Generalized mutualisms involve guilds of partners exchanging services with reciprocal fitness benefits. Partners within guilds vary in traits, affecting the quality of services and partner fitness. Research aimed at uncovering how partner interchangeability affects mutualistic outcomes largely considers variation in partner species identity. Aphaenogaster ants are mutualists, dispersing seeds of 30-40% of understory plants in North American forests that are adapted to dispersal by ants (myrmecochores). This dispersal by ants is highly specialized and disruptions due to climate change could greatly affect forest understory communities. Impacts such as changes in temperature could result in shifting functional ranges of species causing increased interspecific competition.

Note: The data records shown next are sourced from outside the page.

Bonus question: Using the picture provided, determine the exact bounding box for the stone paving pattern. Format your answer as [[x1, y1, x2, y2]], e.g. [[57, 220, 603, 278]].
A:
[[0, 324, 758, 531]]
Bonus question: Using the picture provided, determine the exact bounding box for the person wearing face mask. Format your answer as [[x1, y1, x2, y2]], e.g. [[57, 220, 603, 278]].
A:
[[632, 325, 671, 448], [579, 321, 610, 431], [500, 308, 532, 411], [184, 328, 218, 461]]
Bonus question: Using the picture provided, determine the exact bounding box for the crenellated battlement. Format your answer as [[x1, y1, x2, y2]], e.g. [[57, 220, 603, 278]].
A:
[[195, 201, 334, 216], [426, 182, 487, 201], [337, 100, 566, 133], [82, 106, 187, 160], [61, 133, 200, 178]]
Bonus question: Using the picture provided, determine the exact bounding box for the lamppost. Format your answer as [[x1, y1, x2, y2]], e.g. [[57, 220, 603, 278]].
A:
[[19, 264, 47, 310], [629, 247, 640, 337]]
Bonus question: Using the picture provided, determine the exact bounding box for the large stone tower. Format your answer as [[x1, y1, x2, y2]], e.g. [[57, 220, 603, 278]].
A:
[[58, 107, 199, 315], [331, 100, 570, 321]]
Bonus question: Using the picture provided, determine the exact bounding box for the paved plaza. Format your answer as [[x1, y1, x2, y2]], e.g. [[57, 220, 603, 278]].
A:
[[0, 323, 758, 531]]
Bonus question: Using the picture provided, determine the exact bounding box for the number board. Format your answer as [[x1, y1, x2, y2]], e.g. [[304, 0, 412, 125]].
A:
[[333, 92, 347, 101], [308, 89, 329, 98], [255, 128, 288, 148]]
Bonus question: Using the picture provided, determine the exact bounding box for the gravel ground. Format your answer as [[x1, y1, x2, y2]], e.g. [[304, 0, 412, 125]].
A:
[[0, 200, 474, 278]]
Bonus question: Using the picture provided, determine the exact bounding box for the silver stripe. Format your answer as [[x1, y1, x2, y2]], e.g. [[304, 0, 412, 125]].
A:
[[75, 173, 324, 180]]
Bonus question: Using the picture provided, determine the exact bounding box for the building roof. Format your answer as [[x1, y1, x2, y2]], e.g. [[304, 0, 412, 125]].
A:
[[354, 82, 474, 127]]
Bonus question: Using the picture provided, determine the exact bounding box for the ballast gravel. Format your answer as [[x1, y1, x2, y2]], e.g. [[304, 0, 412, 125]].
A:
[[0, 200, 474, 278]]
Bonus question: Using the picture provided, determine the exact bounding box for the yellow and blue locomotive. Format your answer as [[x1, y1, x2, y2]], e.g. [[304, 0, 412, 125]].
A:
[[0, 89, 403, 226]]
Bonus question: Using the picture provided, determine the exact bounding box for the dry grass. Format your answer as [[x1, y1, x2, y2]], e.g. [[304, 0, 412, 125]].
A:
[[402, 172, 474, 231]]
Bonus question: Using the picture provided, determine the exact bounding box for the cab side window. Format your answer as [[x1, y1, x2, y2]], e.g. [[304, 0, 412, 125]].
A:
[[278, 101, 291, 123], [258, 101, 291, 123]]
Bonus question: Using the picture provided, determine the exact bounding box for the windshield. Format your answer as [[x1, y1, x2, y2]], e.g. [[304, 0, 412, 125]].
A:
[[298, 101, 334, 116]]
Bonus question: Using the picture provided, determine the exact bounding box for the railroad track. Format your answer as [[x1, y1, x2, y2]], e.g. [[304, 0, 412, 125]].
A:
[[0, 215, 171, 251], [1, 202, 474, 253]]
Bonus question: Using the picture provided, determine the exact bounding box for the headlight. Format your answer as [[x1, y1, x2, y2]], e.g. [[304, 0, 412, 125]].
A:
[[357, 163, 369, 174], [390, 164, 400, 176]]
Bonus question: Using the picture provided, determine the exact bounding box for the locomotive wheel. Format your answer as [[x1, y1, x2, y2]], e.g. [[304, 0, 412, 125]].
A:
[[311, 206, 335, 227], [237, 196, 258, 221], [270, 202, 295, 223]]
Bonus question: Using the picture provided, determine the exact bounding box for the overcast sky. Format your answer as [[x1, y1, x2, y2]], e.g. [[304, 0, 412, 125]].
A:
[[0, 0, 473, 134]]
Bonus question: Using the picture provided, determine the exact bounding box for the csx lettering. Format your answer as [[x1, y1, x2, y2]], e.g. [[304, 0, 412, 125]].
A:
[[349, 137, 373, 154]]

A. rudis and A. picea are known seed dispersers that are polyphyletic and have overlapping ranges and phenology. We aim to uncover if functional variation partitions between named species and among separated populations. We collected colonies of three populations of each named species. We then performed lab behavioral trials where we measured foraging activity, rates of dispersal, and preference of seeds of four myrmecochore species with differing phenology. Using Principal component analysis and linear and generalized linear models, we found that behavior differed between the named species. A. picea had more workers actively foraging, while A. rudis moved more seeds. A. picea and A. rudis preferred seeds of different plant species, with early-foraging A. picea preferring Anemone acutiloba, a myrmecochore species that dehisces seeds earlier than other species. There was also variation in behaviors among populations, with more variation within A. rudis than within A. picea. Our findings suggest significant functional differences in this ecologically important species complex are partitioned primarily among putative species, but also varies within species. Our research also has implications for how climate change might affect this important interaction, as previous work shows that putative species have different thermal tolerances and foraging times.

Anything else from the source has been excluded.